Search code examples

Python - Checking whether all the words in a line exist in an array

NOTE: I cannot use any imports other than sys and io for this question

For an assignment I have to take in two files as system arguments and both files contain lines of strings.

The get my assignment working, I want to read one line at a time in one file and check whether all of the words in that line are present in the other file.

Here are the files:


S -> NP VP
NP -> Det N
NP -> PN
Det -> "the" 
N -> "dog" 
N -> "rat" 
N -> "elephant"
PN -> "Alice"
PN -> "Bob"
VP -> V NP
V -> "admired" 
V -> "bit" 
V -> "chased"


the aardvark bit the dog
the dog bit the man
Bob killed Alice

So, I want to read each line in the u1a.utt and check that each word in that line is found in g1.ecfg.

I figured that the quotation marks in g1 might be a problem, so I put all words that are in quotes in an array without the quotes left in.

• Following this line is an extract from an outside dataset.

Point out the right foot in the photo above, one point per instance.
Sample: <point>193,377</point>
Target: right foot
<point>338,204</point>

My current code always returns false, which produces "No valid parse" even when a string is supposed to print "Parsing!!!"

Can someone help me understand how to compare the words in each line with the g1 file?

Here is my code:

import sys
import io

# usage = python g#.ecfg u#L.utt

# Command Line Arguments - argv[0], argv[1], argv[2]
script = sys.argv[0]
grammarFile = open(sys.argv[1])
utteranceFile = open(sys.argv[2])

# Initialize rules from grammarFile

ruleArray = []
wordsInQuotes = []
uttWords = []

for line in grammarFile:
    rule = line.rstrip('\n')
    start = line.find('"') + 1
    end = line.find('"', start)
    wordsInQuotes.append(line[start:end])    #create a set of words from grammar file

for line in utteranceFile:
    x = line.split()
    print x
    if (all(x in grammarFile for x in line)):    #if all words found in grammarFile
        print "Parsing!!!"
        print "No valid parse"

I think it may have something to with my lists being hashable or not, or maybe an issue of scope, but I'm struggling to find an alternative that works for me.


  • Let's use sets to store items we will later check for membership, and use str.split to find the words in quotes.

    with open('grammarfile') as f:
        words = set()
        for line in f:
            line = [a for a in line.split() if '"' in a]
            for a in line:
                words.add(a.replace('"', ''))
    with open('utterancefile') as f:
        for line in f:
            if all(a in words for a in line.split())
                print("Good Parse")
                print("Word not found")